Descent
- Editor: Chris Scaife
- Categories: Sport
- Frequency: Bi-monthly (February, April, June, August, October, December)
- Publisher: Stalactite Publishing
- First issue: January 1969
- Company: Stalactite Publishing
- Country: United Kingdom
- Language: English
- Website: www.descentmagazine.co.uk
- ISSN: 0046-0036

= Descent (magazine) =

UK caving magazine

Descent magazine is a bi-monthly British and Irish full-colour print magazine dedicated to caving. It has been in print since 1969, first as a small format magazine and then, from 1977 onwards, in A4 format.

The publication is 'written by cavers, for cavers' and features high quality photographs and articles related to underground exploration. As well as the major features, Descent maintains a network of correspondents in each of the caving regions of the UK and Ireland. The correspondents gather reports on the latest caving discoveries and other caving news for their area.

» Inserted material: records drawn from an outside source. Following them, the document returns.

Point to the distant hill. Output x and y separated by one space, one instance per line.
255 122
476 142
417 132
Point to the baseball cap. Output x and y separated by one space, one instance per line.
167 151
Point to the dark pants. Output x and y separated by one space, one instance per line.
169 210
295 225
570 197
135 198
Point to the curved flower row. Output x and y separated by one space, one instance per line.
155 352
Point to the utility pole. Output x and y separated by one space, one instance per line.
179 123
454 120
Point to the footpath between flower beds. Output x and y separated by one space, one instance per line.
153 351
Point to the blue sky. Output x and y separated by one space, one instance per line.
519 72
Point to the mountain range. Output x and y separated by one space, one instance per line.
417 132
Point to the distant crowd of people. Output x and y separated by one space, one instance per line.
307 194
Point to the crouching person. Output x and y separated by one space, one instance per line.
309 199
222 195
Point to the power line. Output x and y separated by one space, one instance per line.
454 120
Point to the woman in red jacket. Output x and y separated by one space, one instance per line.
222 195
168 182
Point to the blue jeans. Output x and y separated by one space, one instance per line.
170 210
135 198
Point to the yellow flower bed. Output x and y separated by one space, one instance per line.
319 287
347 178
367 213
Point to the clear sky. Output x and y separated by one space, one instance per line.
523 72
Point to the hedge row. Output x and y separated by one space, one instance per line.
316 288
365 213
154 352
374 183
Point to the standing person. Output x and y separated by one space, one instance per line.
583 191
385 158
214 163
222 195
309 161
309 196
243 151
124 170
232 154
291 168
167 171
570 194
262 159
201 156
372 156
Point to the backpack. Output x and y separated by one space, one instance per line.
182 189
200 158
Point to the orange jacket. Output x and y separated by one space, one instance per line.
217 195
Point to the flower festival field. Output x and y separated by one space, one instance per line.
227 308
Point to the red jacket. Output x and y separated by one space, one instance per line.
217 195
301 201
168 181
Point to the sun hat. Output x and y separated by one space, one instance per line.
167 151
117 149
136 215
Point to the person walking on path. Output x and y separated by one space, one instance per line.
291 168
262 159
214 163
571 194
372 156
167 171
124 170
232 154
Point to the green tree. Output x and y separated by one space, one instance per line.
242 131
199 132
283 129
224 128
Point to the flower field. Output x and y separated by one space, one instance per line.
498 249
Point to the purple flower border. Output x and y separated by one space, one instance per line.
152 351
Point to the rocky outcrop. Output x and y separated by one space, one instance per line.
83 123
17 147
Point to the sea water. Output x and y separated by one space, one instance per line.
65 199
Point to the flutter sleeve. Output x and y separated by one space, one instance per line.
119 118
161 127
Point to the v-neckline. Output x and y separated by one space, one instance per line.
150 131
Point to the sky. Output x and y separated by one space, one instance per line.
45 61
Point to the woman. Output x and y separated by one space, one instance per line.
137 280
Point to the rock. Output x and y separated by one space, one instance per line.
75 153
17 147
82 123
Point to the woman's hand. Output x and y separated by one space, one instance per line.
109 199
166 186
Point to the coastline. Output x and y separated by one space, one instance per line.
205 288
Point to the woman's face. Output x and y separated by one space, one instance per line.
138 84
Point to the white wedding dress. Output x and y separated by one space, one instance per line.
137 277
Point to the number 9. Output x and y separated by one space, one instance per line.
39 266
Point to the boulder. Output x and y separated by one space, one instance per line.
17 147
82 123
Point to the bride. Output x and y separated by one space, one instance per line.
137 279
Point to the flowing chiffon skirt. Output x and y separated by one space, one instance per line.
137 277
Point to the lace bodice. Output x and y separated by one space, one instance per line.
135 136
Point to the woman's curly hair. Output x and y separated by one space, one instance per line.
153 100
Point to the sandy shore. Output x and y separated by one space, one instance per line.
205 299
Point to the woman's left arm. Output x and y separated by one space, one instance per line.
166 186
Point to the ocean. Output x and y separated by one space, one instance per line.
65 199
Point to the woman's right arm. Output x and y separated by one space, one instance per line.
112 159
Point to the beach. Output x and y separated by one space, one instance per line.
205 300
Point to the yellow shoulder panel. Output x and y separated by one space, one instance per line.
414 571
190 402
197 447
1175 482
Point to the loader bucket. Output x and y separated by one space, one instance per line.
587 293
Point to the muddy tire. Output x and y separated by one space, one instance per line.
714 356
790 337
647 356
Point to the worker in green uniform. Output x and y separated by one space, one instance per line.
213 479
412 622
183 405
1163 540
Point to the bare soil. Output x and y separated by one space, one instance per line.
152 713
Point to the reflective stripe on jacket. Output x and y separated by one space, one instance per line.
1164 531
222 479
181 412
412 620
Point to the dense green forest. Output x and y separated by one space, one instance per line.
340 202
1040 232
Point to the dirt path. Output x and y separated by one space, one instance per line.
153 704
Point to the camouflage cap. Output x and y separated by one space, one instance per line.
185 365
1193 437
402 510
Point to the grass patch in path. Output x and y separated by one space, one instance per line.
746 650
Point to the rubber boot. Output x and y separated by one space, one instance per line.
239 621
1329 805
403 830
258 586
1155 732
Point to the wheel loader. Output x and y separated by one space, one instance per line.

Bruce Bedford was editor from 1969 until 1988. Chris Howes then began to work as editor and bought it from its previous publisher, Gloster Publications, in 1998, bringing it to his and Judith Calford's company, Wild Places Publishing. In 2022, after 34 years and 204 issues as editor, Chris and Judith stepped down with their final issue being for October 2022. As of October 2022, the editor is Chris Scaife working in partnership with Carolina Smith. Chris and Carolina are the owners of Kendal-based Stalactite Publishing.